Few things change your life as much as a traumatic brain injury. The potential for life-altering injuries that never heal is incredibly great. The injury itself could take just a split second -- a surgeon makes a mistake while doing surgery, for instance, or another driver runs a red light and T-bones your car -- but you may never fully heal and you may have to deal with that injury forever.
To understand this risk, let's take a look at some of the key statistics from the American Association of Neurological Surgeons:
- 5.3 million: The number of people in the United States who live with a TBI-related disability.
- 1.7 million: The number of new TBI cases that happen every single year in America alone.
- $48-56 billion: The cost of all of the TBIs in the United States every year. This number includes both the direct costs and the indirect costs.
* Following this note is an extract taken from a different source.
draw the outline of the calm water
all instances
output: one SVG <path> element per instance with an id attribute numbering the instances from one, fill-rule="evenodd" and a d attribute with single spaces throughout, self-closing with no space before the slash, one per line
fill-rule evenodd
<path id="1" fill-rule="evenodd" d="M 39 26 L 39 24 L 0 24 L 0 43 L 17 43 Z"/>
- 78.8%: The percentage of men who suffer traumatic brain injuries, as compared to just 21.2 percent for women.
- 235,000: The approximate number of TBI-related annual hospitalizations. It is important to note that, as devastating as spinal cord injuries can be, there are over 20 times as many hospitalizations for TBIs.
- 435,000: The number of emergency room visits for TBIs that are made for children who are 14 years old and younger.
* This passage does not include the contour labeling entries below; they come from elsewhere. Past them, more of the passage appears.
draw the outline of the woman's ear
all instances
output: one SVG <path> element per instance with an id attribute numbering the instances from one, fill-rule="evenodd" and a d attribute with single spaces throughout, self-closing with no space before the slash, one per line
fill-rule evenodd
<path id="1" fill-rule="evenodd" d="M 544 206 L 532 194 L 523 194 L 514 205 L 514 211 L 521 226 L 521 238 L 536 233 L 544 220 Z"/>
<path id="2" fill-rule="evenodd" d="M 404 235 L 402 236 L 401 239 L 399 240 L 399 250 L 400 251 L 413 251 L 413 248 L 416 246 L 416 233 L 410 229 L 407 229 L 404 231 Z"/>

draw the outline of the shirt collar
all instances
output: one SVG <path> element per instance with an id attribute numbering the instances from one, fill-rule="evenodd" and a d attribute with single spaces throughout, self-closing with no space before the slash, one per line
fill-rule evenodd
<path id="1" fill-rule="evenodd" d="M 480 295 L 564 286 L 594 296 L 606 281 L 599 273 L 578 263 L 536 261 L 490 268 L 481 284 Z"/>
- 2,685: The number of children from the above group who pass away from their injuries.
- 80,000-90,000: The number of Americans every year who suffer TBIs and see the onset of disabilities that are either life-long or at least long-term.
- 34%: The percentage of traumatic deaths that get attributed to head injuries on a yearly basis.
As you can see, head injuries and TBIs impact an incredible amount of people every year. The costs are staggering.
Will you recover?
The first thing that many people ask after a traumatic brain injury is if they will recover. They may struggle with emotional control, memory issues, motor skills or a host of other issues and disabilities, and they just want to know if things are going to go back to normal.
Unfortunately, as these statistics also illustrate, things do not always return to normal. Some injuries don't heal. Some issues do not end. Even with high-level medical care after the incident, you may find yourself facing an altered future that you cannot change back. This is your new normal.
If this happens to you, it is especially important that you understand your legal options. You may need to seek out compensation for medical bills, lost wages, lost future earnings, future medical costs, life-long assistance and much more. That accident altered the course of your life, and you need to know how to proceed.